For instance, these artists often employ a concept of the low. Take the Chapmans’ Shitrospective (2009), in which they poke fun at the grand artist survey with what is essentially a room-sized maquette of their entire oeuvre made out of shoddy, impoverished materials such as cardboard and toilet-paper rolls. Yet this use of the low isn’t devoid of confidence. Another example is their Little Death Machine (Castrated, Ossified) (2006). It takes self-assurance to skilfully render studio objects and detritus in bronze and then paint them to look like crap.
And yes, spotting the “glitch in the matrix,” as the Chapmans put it, is the true reward of this exhibition. For instance, on a more obvious level, there are the rainbow socks and Birkenstocks on the feet of the Klansmen sculptures placed throughout the exhibition. But a glitch can be subtler, such as in the use of materials that are not what they seem. Carved wood from works in CHAPMAN FAMILY COLLECTION (2002) is actually cast-and-painted bronze. These are artists who, for all their bravado, came to recognize that perhaps the most subversive gesture one can apply to a Hitler landscape painting is not to add Nazi zombie storm troopers, but a rainbow.

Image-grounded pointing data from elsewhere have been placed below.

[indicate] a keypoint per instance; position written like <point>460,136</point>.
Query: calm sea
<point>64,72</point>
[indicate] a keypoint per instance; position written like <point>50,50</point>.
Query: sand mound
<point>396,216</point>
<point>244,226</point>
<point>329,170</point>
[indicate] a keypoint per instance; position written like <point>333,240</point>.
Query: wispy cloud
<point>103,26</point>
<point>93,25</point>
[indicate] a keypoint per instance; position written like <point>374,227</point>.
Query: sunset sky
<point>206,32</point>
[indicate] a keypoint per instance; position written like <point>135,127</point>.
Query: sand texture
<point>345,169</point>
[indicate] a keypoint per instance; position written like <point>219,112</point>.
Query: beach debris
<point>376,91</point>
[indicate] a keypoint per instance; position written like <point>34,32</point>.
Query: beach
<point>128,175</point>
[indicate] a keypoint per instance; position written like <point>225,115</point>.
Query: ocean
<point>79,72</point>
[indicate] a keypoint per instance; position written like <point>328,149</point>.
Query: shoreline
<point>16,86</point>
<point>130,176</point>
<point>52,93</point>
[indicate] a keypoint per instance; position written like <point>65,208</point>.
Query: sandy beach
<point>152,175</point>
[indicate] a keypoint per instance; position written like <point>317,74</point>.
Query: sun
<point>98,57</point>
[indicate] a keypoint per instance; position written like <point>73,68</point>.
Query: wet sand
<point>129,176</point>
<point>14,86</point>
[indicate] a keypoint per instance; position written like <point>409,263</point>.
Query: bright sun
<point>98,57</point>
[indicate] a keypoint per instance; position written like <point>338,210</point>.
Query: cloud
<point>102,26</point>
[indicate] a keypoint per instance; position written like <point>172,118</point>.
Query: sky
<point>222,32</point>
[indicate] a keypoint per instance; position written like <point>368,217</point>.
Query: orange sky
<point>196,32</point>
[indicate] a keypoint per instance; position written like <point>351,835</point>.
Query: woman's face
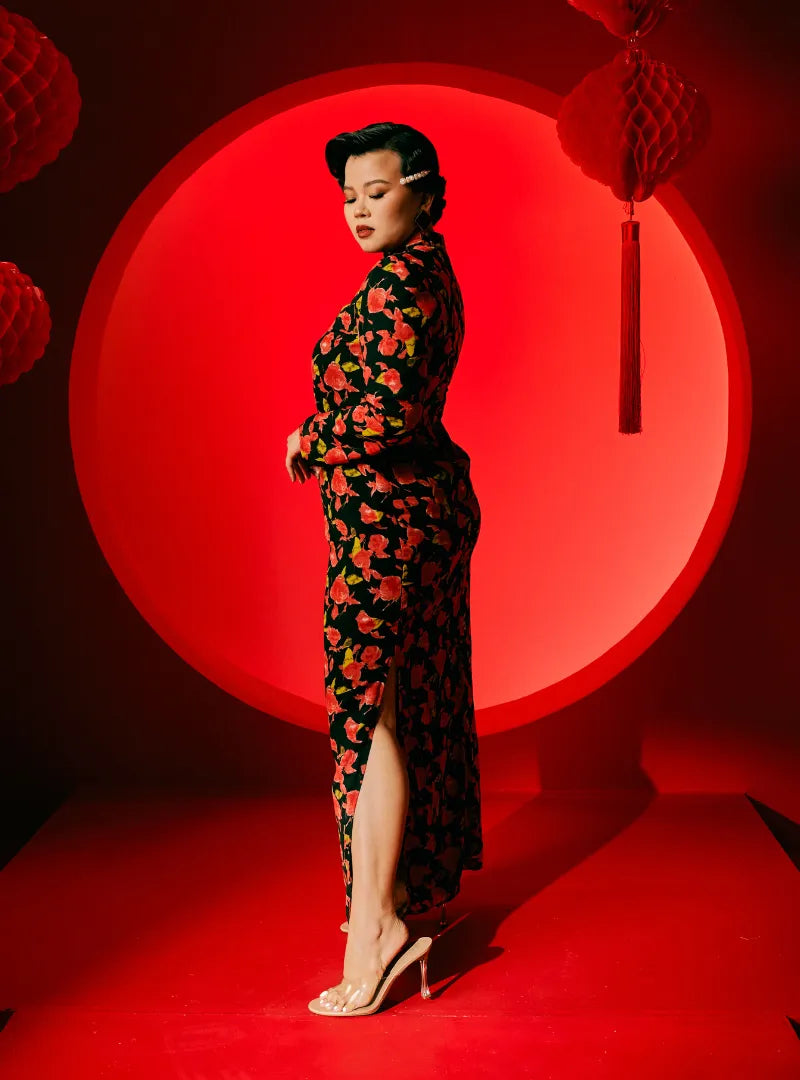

Jake and Dinos are tricksters. To put it in more contemporary artspeak, they are Nicolas Bourriaud’s semionauts, engaging as much with time as material, with a “vision of history as a spiral, which advances while turning back upon itself.” Engaging with art history is easy, but it takes confidence to see the contemporary—the now—as part of the conversation.
For all its shock and awe, the Chapmans’ work is funny, and it creates engagement through employment of the carnivalesque. As political theorist Andrew Robinson writes, “Carnivalesque images often use an approach [Russian theorist Mikhail] Bakhtin terms ‘grotesque realism,’ drawing on ‘the idea of the grotesque.’” This style transgresses the boundaries between bodily life and the field of art. It also, writes Robinson, “celebrates incompleteness, transgression and the disruption of expectations.”
So the fact that it takes thousands of studio hours to render one of the Chapmans’ intricate figurine-filled dioramas isn’t really what’s significant here. What is significant is that the scariest figures within one of these dioramas, The Sum of All Evil (2012–13), are not skeletons, but Ronald McDonalds.
Many of the Chapmans’ interventions with pre-existing artwork—such as their famous painting-over of a set of Goya’s Disasters of War prints in 2003—verge on graffiti. We’ve seen some of these strategies in artmaking before, with Jean Dubuffet tackling the horrors of war and the Holocaust in paintings such as 1945’s Wall with Inscriptions, works that seemed embedded with a prescience of the graffiti-tagging to come. Such methods are also apparent in Manuel Ocampo’s 1992 painting Untitled (Burnt Out Europe), with its appropriation of the swastika.
But in yet another unexpected turn during their artist talk, when the Chapmans were asked by Canadian painter Joe Becker what other artist they would want to, in his words, “tackle,” Dinos replied, “We wanted to get the Rauschenberg-erased deKooning and redraw it.”
DHC/ART director Phoebe Greenberg and curator Cheryl Sim travelled to Hong Kong and Seoul, among other places, in development of this exhibition. We should thank them for bringing the Chapman brothers’ rich studio dialogues to Canada.